To Reach Vincent’s Rock:

-From the town square, follow Baltimore Street south for 0.5 miles.
-At the Y intersection bear to the right and follow Steinwehr Ave. for 0.2 miles.
-At the traffic light, turn left onto the Taneytown Road.
-Follow the Taneytown Road for 2.6 miles and then turn right onto Wright Ave. (If you cross over the top of the 15 bypass you have gone too far).
-Follow Wright Ave. for 0.6 miles (don’t miss the Vermont Brigade Monument along the way, it’s pretty cool).
-At the intersection turn right and ascend Little Round Top. Park where you can find a spot.
-Exit your car and go to the 12th & 44th New York Monument atop the hill, it’s the big castle. If you can’t find this monument get in your car and go home, you will never find the rock.
-Stand facing the front of the castle. A small cluster of boulders is to the left, with a path way leading between the boulders and monument. The engraved rock is among those boulders.

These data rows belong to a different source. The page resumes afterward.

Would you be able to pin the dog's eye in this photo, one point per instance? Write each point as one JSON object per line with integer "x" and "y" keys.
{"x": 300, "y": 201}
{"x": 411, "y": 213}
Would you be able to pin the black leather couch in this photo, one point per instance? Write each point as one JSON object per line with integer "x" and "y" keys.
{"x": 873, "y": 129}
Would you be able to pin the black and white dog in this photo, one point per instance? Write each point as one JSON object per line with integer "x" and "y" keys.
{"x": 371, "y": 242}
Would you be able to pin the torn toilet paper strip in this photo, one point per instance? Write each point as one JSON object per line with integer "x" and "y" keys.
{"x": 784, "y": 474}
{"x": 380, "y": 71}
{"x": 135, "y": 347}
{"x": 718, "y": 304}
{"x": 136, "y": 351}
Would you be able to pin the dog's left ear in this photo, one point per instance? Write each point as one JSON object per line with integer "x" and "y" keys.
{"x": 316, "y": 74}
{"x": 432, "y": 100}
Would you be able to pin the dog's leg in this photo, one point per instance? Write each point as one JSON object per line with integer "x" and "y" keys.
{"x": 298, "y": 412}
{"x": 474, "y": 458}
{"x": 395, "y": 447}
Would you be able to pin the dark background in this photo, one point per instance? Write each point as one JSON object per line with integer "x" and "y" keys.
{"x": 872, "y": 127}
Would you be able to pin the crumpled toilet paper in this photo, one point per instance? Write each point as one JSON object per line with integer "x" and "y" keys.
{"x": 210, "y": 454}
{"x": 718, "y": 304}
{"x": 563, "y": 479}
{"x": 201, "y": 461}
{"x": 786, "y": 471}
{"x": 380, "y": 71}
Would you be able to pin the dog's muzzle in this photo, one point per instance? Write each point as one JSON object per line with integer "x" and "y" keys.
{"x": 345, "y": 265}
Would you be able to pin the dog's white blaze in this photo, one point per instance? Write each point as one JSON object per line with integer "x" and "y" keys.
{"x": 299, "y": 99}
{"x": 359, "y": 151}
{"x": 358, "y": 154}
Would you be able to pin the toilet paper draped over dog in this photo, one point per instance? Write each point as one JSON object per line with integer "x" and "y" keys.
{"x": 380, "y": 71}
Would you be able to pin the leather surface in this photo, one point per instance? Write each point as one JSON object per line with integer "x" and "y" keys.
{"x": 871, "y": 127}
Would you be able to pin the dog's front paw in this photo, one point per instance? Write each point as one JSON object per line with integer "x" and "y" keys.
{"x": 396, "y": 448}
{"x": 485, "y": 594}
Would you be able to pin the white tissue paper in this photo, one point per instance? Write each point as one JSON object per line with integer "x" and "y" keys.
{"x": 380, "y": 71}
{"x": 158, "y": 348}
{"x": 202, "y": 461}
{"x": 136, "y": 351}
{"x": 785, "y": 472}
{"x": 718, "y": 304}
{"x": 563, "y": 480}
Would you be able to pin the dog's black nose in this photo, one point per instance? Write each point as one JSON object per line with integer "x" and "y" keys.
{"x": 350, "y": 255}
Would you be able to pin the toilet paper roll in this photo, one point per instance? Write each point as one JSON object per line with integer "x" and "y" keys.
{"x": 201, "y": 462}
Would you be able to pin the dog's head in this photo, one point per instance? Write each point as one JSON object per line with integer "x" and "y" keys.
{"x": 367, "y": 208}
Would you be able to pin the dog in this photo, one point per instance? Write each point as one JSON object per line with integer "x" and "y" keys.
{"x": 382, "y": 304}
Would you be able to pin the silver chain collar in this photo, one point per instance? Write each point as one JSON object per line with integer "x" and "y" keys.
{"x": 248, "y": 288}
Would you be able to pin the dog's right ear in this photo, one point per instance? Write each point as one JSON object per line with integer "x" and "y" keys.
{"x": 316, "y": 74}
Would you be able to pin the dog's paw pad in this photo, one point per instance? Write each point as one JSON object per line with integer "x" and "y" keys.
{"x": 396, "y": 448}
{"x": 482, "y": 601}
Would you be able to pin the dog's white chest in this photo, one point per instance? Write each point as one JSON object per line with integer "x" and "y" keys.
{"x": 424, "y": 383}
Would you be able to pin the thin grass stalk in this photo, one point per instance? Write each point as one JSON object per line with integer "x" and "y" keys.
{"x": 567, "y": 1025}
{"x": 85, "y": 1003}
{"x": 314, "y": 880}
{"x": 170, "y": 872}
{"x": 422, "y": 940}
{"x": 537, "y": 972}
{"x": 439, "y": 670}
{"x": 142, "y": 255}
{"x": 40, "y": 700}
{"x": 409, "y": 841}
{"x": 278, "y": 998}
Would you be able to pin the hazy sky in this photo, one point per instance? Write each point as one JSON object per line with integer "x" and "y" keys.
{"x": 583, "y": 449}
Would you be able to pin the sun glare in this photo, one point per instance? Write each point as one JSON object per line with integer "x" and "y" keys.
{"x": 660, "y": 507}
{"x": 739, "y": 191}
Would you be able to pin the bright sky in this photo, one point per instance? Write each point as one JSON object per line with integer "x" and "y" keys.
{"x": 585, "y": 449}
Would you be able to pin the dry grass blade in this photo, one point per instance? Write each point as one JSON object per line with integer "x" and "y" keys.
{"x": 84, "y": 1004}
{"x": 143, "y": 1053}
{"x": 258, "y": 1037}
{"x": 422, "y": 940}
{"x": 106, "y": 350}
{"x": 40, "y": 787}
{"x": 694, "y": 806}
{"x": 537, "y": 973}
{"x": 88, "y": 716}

PLEASE USE EXTREME CAUTION CLIMBING ON THE ROCKS.

Vincent Map



5 Responses to Gettysburg Off the Beaten Path: Vincent’s Rock

    1. Wow Gary Adelman must be a jaded Pennsylvanian to have written that book. How does he know what happened? Chamberlain was there, Adelman was not.

      1. Well, Garry is from Chicago and not Pennsylvania, and he is one of the leading historians on the subject. Chamberlain was well known to embellish his war time stories. His former second in command loathed him and his embellishments (we have the letters). Chamberlain is trained in rhetoric (that is a fact). The story that he tells about Little Round Top changes from audience-to-audience, account-to-account, year-to-year (all of these exist and you can read for yourself). The commander of the brigade and all three of the other regimental commanders of the 83rd PA, 16th MI, and the 44th NY did not survive the war to tell their stories (another verifiable fact). Chamberlain even disagreed with his own soldiers as to what they did and where the 20th Maine’s monument should be placed (feel free to see those sources, too). In short, Garry and many others have done the research to find out what happened on the hill, and did not just take one persons varying accounts at face value.